CLEARWATER BEACH, FLORIDA—The 2010 Primex Conference, which serves the print-media supply chain, began Monday in what some attendees were describing as a wave of pervasive fear in the industry.
The supply chain—which includes publishers, printers, paper companies, mailers, ad agencies and technology companies—is facing its toughest period ever, as audiences and advertisers migrate to digital media and the media industry is buckling from the effects of a deep recession. The meeting convened as two of the industry’s largest players, World Color Press and Quad Graphics, were gearing up to merge sometime this year in an acquisition of World Color by Quad.
Kicking off the event—which is sponsored by the leading association for the print-publishing
manufacturing industry, IDEAlliance—was a keynote address from Paul Rossi, managing director of The Economist Group. The Economist has generally bucked the trend in print magazines, expanding its circulation dramatically in the last few years and maintaining a relatively high subscription price.
During his keynote, Rossi pointed to two overriding trends, one negative and one that holds out hope: The negative trend is the massive decline in magazine advertising over the last decade. The less troubling trend is that print magazine circulation, according to MPA and other sources, appears to have remained flat throughout the Internet revolution.
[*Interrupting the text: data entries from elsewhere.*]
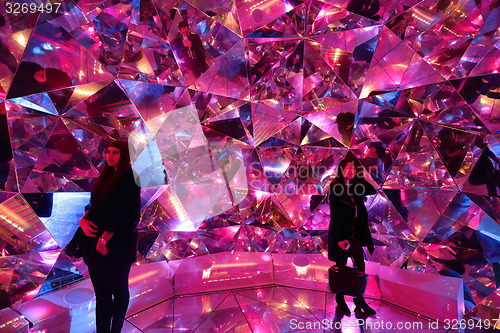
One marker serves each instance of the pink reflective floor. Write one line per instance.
(270, 309)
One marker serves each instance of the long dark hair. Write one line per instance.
(109, 178)
(349, 158)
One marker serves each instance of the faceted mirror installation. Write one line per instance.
(237, 134)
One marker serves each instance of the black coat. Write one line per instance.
(118, 211)
(343, 221)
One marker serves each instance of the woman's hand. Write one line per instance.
(101, 248)
(344, 245)
(89, 228)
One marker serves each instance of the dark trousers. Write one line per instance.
(355, 251)
(112, 297)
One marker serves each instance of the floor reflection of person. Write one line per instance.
(110, 223)
(189, 50)
(349, 231)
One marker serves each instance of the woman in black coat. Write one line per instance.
(110, 224)
(349, 231)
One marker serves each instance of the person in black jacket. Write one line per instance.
(189, 50)
(349, 231)
(110, 224)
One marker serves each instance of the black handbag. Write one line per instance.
(347, 281)
(76, 246)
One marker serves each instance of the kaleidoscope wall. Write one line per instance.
(229, 155)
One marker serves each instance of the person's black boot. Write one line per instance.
(361, 305)
(341, 305)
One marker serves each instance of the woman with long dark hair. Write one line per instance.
(110, 224)
(349, 231)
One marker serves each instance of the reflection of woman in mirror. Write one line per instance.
(485, 172)
(188, 48)
(349, 231)
(110, 225)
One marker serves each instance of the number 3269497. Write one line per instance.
(24, 8)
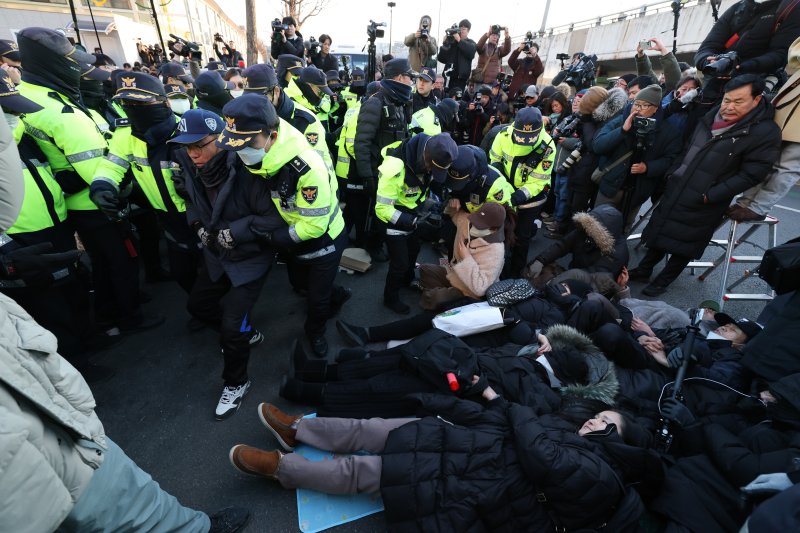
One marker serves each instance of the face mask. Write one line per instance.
(476, 233)
(180, 105)
(251, 156)
(12, 120)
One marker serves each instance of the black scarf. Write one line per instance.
(214, 172)
(48, 69)
(398, 92)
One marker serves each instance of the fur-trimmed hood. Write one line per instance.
(603, 225)
(617, 98)
(602, 377)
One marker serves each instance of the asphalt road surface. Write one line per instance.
(159, 405)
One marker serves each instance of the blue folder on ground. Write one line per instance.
(317, 511)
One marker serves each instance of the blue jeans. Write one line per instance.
(561, 212)
(123, 497)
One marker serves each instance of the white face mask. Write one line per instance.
(251, 156)
(11, 120)
(180, 105)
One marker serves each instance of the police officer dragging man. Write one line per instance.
(405, 177)
(304, 192)
(523, 152)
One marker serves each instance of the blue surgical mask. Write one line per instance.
(251, 156)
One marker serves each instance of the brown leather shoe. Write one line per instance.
(279, 424)
(255, 462)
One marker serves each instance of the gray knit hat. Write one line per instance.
(650, 94)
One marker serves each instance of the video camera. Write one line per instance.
(528, 42)
(724, 66)
(581, 74)
(373, 30)
(313, 46)
(181, 46)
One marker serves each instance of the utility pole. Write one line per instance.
(250, 32)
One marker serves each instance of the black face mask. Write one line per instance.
(45, 67)
(144, 118)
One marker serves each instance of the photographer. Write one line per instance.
(526, 69)
(286, 39)
(421, 46)
(759, 35)
(458, 50)
(490, 54)
(652, 145)
(230, 56)
(320, 54)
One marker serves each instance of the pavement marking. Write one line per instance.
(788, 208)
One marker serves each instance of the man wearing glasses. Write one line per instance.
(636, 149)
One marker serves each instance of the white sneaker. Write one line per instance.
(230, 400)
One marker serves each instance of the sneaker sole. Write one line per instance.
(272, 430)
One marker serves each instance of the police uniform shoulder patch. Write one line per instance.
(309, 194)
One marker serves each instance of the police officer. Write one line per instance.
(383, 119)
(439, 118)
(310, 90)
(223, 198)
(405, 178)
(261, 79)
(523, 152)
(37, 253)
(288, 68)
(423, 95)
(142, 150)
(305, 194)
(74, 145)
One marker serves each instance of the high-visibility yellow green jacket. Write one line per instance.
(70, 139)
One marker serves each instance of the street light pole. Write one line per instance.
(391, 25)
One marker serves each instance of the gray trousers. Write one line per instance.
(353, 474)
(763, 197)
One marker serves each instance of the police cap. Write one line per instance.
(54, 41)
(440, 150)
(527, 125)
(259, 78)
(195, 125)
(314, 76)
(138, 87)
(9, 50)
(10, 98)
(246, 117)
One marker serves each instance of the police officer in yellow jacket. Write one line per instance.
(405, 177)
(74, 145)
(141, 149)
(304, 192)
(523, 152)
(38, 253)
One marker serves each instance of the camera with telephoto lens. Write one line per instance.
(574, 156)
(723, 67)
(644, 125)
(374, 31)
(313, 46)
(528, 42)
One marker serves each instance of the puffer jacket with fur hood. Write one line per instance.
(596, 244)
(51, 440)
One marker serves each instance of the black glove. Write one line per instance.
(31, 262)
(676, 356)
(262, 234)
(675, 411)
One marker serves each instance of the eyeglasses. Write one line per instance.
(198, 147)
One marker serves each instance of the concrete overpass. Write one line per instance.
(613, 38)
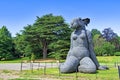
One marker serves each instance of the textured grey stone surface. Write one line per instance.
(81, 55)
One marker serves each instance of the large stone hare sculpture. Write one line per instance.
(81, 56)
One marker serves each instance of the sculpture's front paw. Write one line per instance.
(103, 68)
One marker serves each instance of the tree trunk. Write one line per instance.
(44, 49)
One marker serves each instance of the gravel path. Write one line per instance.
(26, 66)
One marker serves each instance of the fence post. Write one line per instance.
(76, 74)
(44, 70)
(59, 71)
(31, 65)
(38, 65)
(21, 67)
(119, 72)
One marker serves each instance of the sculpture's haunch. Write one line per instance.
(81, 56)
(70, 65)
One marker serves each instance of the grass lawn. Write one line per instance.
(53, 73)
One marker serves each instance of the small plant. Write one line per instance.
(117, 53)
(6, 71)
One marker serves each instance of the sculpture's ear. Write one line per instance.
(86, 20)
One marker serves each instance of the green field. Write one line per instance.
(54, 74)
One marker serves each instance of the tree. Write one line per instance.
(6, 44)
(49, 28)
(108, 34)
(111, 37)
(38, 39)
(94, 32)
(102, 47)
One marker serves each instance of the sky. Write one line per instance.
(16, 14)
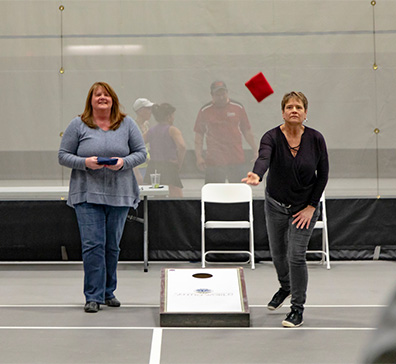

For Rossi, the biggest item on agendas now is e-readers, which he described as a “substitution” product for print magazines. “There is a real challenge here for all of us,” he said. In the case of The Economist, Rossi said, e-readers are actually bringing people to the brand. “The vast majority of people buying [Economist-related] Kindle products are either lapsed Economist readers or new customers,” he said.
Meanwhile, on day two of the conference, IdeAlliance had what amounted to a five-hour intervention session for attendees entitled, “Managing in a Time of Upheaval.” The point, association CEO David Steinhardt said, was to initiate a “reengagement, a new conversation, with the industry. There is a great deal of fear.” The brainstorming session was intended to force a new look at the dynamics of the supply chain. “The supply chain is changing, and the structure has not kept up,” he said. “We wanted to pause and reflect on what the key directions are that we want to move the supply chain.”
Steinhardt said there were five key takeaways, which the association will take back and work on, with plans to issue a report at next year’s conference:
• The need in the market for an improved image campaign around the value of print media.
• The need to redefine the print supply chain as the media supply chain.
• The need to continue to drive costs and inefficiencies out of the chain.
• Training. Downsizing has resulted in a massive amount of expertise leaving the system. This has to be corrected.
• Development of multichannel workflows.
The session, Steinhardt said, did its job. “It was phenomenal,” he said. “We also asked this group to look at association improvement—and encourage associations to make some choices about what they do.”
One participant, Ed Sheehan, executive vice president of sales for World Color, approved of the session. “It was useful,” he said. “There is a sense of panic in the industry, but people have gotten to the point where they’re okay being candid with each other. There is also a sense of trust. This kind of got it out into the open.”